「金属がイオンになるってどういうこと?」
「銅と亜鉛を比べるとどちらがイオンになりやすいの?」
「金属のイオンになりやすさってどうやって調べるの?」
と悩んでいないでしょうか?
実は、この内容は今年から中学校理科の教科書に掲載されたのです。
だから、中学生はもちろん、先生たちもどうやって教えればよいか手探りの部分があるのです。
そんな事情があるので、金属のイオンになりやすさに関する実験や内容が理解できない中学生は多いのです。
金属のイオンになりやすさについて調べたい人、理解を深めたい中学生にとっておすすめの記事となっています。
また、「実験をどうやっていいかわからない」という先生たちにもおすすめです。
私は、25年以上中学生に理科を教えています。
その中で、「どうしたら中学生が少しでも理科がわかるようになるのか」について研究しています。
最近では、作成した教材がある教材コンクールに入賞しました。
この教材については、また今度紹介します。
この記事を読み終えるときには、金属のイオンになりやすさの度合い(高校では”イオン化傾向”という言葉で習います)について理解できるようになっているでしょう。
今までわからなかった金属がイオンになることについて、「なるほど、こういうことだったのか」と納得できれば、大きな自信となって理科が好きになるでしょう。
この記事を読んで、「”いやになる”理科」から、「いやに”なるほど”理科」にしましょう。
本記事の内容
①塩酸(HCl)に金属を入れたときの変化を知る
②金属が電解質にとけるとは、イオンになること
③イオンになりやすさには、金属によって違う
④金属のイオンへのなりやすさを調べてみよう
それでは、詳しい説明です。
最初に、簡単な実験をしてみましょう。
最初は、これまで何回もやったことがある
塩酸(HCl)にマグネシウム(Mg)を入れる
実験です。
実験の様子をご覧ください。
マグネシウムから激しく気体が発生しています。
この気体は
水素(H2)
です。
*このブログでは、下付きの数字の書き方がわからないので、赤字で示します。
続いて、
塩酸(HCl)に亜鉛(Zn)を入れる
実験です。
マグネシウム(Mg)ほど激しくはありませんが、気体が発生しています。
この気体は
水素(H2)
です。
最後に、
塩酸(HCl)に銅(Cu)を入れる
実験です。
マグネシウム(Mg)や亜鉛(Zn)のときのように、水素が発生するでしょうか?
実験の様子をご覧ください。
なぜか、
銅を入れた場合は水素(H2)は発生しない
のです。
どうして銅(Cu)では水素が発生しないのでしょうか?
このことを理解するためには、次の内容を知らなければなりません。
金属が酸性の水溶液に溶けるとき、水素が発生する
どうして、金属が酸性の水溶液に溶けるときに水素が発生するのか?
次の章で説明します。
それでは、
金属が電解質に溶けるとはどういうことか
について考えていきましょう。
教科書には次のように書かれています。
一般に、金属が電解質の水溶液中でとけるという現象は、電解質の水溶液中で金属の原子がイオンに変化していると考えると説明できる。
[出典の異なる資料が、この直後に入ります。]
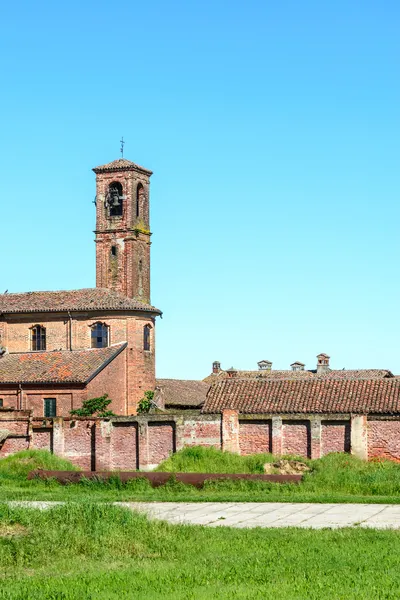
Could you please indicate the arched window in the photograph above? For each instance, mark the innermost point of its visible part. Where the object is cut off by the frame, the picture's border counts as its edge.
(38, 338)
(139, 198)
(99, 335)
(146, 337)
(114, 199)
(教育出版)
この説明は、まさにその通りです。特に、太字の部分を理解しておきましょう。
つまり、
金属が(電解質に)溶けるとはイオンになること
先ほどの実験を振り返ってみましょう。
まず、塩酸にマグネシウム(Mg)を入れるとマグネシウム(Mg)が溶けて水素(H2)が発生する現象は
マグネシウム(Mg)がマグネシウムイオン(Mg2+)に変化している
のです。
*このブログでは、上付きの数字や英語の書き方がわからなかったので青字で書くことにします。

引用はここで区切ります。